クワイン「累積的指示」


 昨日のエントリの補足です.

 質量名詞の water などは,等質で境界をもたないものとして概念化されていて,たとえばある分量の水を足し合わせたものもやっぱり水であると私たちは当然のこととして推論します.(当たり前すぎて「推論」と呼ぶのが不自然な感じすらするかもしれませんが,たとえば happiness のような抽象的な概念でも "much more happiness" とか "a pile of happiness" というように〈量〉を考えるとき,water と同様の認知がはたらいています.)

 このことを,クワインは「累積的な指示」として述べています:

So-called mass terms like 'water', 'footwear', and 'red' have the semantical property of referring cumulatively: any sum of parts which are water is water. Grammatically they are like singular terms in resisting pluralization and articles. Semantically they are like singular terms in not dividing their reference (or not much; cf. §20). but semantically they do not go along with singular terms (or not obviously; cf. §20) in purporting to name a unique object each.
(Willlard Van Orman Quine, Word and Object, MIT Press, 1960, p.91;イタリック原文,太字は引用者)

'water' 'footwear' 'red' といった,いわゆる名辞 (mass term) は,水のいかなる累積も水であるという意味で,〈累積的に指示する〉という意味論的性質を有している.量名辞と単称名辞は,文法的には,複数形を作ることも冠詞を付けることもできないという点で類似しており,意味論的には,指示対象を分割しない(あるいは,たいして分割しない──第20節参照)という点で類似している.だが意味論的には,単称名辞は唯一の対象を名指すことを意図しているものでる,この点で量名辞は単称名辞と歩調を同じくしない(もしくは,歩調をはっきりと同じくしているとは言えない──第20節参照)のである.
(『ことばと対象』,大出晃・宮舘恵=訳,勁草書房1984年,p.142;太字は原文の傍点に対応)

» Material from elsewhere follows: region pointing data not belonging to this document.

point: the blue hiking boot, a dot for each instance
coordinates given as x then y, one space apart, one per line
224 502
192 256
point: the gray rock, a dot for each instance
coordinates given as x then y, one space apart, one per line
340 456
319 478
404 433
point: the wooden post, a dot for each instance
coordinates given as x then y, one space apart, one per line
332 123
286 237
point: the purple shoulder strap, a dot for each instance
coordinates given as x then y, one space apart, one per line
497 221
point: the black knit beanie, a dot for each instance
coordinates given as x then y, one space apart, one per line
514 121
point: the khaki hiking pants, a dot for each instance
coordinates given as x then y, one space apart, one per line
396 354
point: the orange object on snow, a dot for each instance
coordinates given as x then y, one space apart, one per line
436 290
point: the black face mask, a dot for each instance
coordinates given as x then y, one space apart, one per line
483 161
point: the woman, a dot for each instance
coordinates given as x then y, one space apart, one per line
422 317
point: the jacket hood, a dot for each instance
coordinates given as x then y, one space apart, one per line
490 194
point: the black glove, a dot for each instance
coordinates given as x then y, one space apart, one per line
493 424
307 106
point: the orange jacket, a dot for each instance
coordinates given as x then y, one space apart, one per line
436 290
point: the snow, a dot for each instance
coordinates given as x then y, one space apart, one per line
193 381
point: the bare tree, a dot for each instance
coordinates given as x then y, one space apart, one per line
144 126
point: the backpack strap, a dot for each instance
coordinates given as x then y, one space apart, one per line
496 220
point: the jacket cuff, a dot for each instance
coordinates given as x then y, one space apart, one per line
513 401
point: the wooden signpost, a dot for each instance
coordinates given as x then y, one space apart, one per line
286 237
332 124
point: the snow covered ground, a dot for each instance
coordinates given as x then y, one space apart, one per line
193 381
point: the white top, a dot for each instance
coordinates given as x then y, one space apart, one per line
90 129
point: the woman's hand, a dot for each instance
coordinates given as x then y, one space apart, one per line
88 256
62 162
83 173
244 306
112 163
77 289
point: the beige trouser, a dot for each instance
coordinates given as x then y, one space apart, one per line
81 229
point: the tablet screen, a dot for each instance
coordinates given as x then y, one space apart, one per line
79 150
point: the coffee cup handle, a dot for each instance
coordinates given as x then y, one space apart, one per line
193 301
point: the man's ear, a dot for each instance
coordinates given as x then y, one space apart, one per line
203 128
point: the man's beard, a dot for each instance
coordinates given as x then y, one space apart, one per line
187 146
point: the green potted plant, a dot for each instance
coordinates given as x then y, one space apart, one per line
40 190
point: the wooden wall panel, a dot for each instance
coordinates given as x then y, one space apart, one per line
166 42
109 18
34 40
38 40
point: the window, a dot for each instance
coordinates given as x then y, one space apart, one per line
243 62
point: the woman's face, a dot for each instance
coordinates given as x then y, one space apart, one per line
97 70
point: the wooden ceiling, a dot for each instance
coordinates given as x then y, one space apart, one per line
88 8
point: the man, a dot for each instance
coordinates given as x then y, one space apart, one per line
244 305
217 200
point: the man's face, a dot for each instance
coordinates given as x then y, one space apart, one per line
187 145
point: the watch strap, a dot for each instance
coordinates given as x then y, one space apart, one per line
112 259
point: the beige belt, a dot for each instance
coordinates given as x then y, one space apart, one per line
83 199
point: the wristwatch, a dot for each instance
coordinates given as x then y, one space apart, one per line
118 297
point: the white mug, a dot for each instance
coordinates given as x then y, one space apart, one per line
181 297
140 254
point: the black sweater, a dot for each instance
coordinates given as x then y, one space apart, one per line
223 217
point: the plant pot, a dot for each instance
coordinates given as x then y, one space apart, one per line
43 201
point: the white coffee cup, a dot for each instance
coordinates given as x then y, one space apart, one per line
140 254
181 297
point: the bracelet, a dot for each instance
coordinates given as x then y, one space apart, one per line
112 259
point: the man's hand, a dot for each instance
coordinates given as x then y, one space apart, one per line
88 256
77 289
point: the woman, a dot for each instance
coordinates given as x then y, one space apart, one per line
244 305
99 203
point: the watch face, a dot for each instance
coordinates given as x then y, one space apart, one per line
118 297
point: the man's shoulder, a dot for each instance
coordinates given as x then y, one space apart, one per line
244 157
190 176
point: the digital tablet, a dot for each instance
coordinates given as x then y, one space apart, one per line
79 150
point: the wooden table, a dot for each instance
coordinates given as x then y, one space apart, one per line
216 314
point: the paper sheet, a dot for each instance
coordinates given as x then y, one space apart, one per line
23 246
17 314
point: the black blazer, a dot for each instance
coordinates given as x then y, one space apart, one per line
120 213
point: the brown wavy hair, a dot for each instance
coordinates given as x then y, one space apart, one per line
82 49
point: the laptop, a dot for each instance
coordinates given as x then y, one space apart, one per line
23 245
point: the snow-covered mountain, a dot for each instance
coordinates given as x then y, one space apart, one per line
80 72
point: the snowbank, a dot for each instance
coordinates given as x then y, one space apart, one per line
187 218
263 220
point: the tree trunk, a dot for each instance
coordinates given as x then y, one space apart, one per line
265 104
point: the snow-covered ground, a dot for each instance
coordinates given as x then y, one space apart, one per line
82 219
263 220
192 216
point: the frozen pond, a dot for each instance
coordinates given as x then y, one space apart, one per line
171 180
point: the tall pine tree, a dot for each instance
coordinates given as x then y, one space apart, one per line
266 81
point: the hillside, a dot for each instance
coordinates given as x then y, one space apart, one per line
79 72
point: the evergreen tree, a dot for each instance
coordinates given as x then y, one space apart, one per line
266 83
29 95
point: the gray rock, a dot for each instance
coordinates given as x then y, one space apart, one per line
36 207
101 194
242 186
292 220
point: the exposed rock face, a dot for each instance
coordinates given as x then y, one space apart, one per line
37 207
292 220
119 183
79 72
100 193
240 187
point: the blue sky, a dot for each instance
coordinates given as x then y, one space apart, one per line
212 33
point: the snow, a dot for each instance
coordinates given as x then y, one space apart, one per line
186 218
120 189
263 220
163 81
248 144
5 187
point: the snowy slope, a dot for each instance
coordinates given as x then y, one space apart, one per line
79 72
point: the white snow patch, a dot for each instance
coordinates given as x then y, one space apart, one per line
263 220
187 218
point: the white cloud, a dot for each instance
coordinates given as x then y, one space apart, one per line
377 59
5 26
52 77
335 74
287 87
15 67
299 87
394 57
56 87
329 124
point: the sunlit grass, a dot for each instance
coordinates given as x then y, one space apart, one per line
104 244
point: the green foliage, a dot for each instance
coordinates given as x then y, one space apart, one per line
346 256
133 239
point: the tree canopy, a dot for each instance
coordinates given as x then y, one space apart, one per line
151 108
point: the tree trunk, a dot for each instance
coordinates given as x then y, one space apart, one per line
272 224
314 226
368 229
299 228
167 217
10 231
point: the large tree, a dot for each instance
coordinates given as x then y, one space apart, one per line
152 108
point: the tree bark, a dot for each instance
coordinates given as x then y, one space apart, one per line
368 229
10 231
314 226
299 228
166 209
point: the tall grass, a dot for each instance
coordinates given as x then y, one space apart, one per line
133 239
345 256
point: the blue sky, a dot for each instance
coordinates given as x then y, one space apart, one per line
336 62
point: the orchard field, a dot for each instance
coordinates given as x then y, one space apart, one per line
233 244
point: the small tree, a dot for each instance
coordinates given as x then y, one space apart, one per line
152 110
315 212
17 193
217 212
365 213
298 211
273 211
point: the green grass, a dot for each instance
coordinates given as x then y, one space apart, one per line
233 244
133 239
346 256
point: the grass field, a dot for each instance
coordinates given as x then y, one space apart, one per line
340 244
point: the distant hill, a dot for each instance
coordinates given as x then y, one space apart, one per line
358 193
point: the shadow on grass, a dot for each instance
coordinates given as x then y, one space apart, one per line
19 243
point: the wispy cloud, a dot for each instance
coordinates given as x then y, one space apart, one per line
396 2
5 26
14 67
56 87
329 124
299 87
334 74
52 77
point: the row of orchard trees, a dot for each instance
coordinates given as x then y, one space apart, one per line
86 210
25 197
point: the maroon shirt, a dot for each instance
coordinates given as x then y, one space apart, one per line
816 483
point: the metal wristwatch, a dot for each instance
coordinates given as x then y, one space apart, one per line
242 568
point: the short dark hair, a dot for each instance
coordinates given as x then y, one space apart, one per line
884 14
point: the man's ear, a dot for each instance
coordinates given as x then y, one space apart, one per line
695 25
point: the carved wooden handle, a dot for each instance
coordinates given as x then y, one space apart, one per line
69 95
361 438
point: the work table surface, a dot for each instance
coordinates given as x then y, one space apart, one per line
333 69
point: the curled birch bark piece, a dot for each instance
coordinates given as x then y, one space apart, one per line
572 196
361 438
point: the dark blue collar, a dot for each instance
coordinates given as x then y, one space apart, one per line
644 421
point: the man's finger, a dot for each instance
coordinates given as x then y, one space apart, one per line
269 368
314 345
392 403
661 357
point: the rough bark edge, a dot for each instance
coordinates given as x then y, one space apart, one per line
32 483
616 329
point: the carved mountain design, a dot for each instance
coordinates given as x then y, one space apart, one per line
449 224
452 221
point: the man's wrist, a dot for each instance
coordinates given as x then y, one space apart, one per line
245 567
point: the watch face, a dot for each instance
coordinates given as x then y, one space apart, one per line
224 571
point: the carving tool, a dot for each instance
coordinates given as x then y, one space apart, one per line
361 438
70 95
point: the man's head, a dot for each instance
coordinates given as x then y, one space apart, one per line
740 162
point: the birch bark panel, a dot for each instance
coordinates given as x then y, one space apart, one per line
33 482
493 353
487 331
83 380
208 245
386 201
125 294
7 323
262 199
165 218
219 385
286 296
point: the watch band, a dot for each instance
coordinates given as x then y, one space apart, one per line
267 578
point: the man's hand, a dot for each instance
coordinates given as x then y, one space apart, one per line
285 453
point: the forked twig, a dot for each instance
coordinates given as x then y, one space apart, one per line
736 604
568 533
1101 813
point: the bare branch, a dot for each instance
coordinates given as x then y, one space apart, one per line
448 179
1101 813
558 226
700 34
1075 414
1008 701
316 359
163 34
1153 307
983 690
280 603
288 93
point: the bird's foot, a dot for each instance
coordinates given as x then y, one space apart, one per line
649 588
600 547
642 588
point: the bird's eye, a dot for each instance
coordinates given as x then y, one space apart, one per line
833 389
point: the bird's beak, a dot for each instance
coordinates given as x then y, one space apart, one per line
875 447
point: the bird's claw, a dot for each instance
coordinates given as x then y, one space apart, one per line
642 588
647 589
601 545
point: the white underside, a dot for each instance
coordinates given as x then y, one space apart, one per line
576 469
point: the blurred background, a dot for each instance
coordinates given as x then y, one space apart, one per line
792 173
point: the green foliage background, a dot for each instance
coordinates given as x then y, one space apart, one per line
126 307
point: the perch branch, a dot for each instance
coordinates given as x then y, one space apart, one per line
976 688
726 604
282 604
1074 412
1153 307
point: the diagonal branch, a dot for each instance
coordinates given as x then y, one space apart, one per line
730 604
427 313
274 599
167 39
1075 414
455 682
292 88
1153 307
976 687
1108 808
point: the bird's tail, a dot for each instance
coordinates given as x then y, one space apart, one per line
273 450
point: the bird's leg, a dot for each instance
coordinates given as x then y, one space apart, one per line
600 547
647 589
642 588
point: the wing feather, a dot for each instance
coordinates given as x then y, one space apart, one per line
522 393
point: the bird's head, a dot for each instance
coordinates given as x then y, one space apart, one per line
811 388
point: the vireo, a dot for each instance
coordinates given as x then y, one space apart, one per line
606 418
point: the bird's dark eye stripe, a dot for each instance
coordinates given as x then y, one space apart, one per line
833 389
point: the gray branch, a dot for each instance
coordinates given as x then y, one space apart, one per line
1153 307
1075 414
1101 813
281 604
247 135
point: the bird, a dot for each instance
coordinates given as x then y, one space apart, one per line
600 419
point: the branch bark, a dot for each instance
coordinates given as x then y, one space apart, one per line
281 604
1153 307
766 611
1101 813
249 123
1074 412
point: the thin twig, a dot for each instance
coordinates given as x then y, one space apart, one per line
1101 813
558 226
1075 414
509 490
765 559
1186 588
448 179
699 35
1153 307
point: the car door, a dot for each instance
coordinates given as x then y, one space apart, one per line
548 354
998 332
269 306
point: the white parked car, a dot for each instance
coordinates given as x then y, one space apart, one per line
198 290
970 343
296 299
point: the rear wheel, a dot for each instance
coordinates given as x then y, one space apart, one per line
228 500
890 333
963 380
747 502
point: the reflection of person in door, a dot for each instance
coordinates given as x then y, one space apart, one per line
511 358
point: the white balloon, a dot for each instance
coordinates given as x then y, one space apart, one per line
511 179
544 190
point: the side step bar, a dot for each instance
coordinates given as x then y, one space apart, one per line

おそらくこのクワインの「累積的指示」が,「加法特性」や「伸張可能性」といった概念の元祖なのだと思います.もっとも,ラネカーのように独立に類似の概念を提示しているケースもあります(こういうのはよくあることですね──ぼくみたいのがやると怒られますが).

 もう少し引用しておきます:

さて,述定において果たす役割の違いとして明確になった一般名辞と単称名辞の二分法に話をもどすことにしよう.この二分法に関して量名辞がどっちつかずであることは,述定において,驚くほど顕著に見てとられる.というのは,量名辞は形容詞の形での一般名辞のように,'is' の後で述定に加わることもあれば,単称名辞のように 'is' の前で述定に加わることもあるからである.もっとも単純な方法は,'is' の後に現われたときは一般名辞として扱い,'is' の前に現われたときは単称名辞として扱うというものであろう.

 'is' の後に量名辞が現れる例は,
 'That puddle is water' 〔「その水たまりは水である」〕
 'The white part is sugar' 〔「その白い部分は砂糖である」〕
 'The rest of the cargo is furniture' 〔「積み荷の残りは家具である」〕
である.
 'that puddle' 〔「その水たまり」〕
 'the white part' 〔「その白い部分」〕
 'the rest of the cargo' 〔「積み荷の残り」〕
といった複合単称名辞は次節で考察されるのでここでは関わらないでおこう.目下の要点は,むしろ,量名辞の述定的用法にある.このような文脈での量名辞は,
 'is water' 〔「水である」〕
 'is sugar' 〔「砂糖である」〕
 'is furniture' 〔「家具である」〕
をそれぞれ
 'is a bit of water' 〔「少量の水である」〕
 'is a bit of sugar' 〔「少量の砂糖である」〕
 'is a batch of furniture' 〔「一かたまりの家具である」〕
と読んで,一般名辞と見ることができる.一般に,述部に現われた量名辞は,小さすぎてそれと見なせない部分だけは除き,当の物質のどの部分についても真である一般名辞と見なしてさしつかえない.したがって,'water' と 'sugar' は,一般名辞の役としてはそれぞれ世界中の水と砂糖のどの部分についても個々の分詞に至るまで真であるが,原子に至っては真でない.また 'furniture' も,一般名辞としては,個々のいすに至るまで,世界中の家具のどの部分についても真であるが,脚や心棒に至っては真でないのである.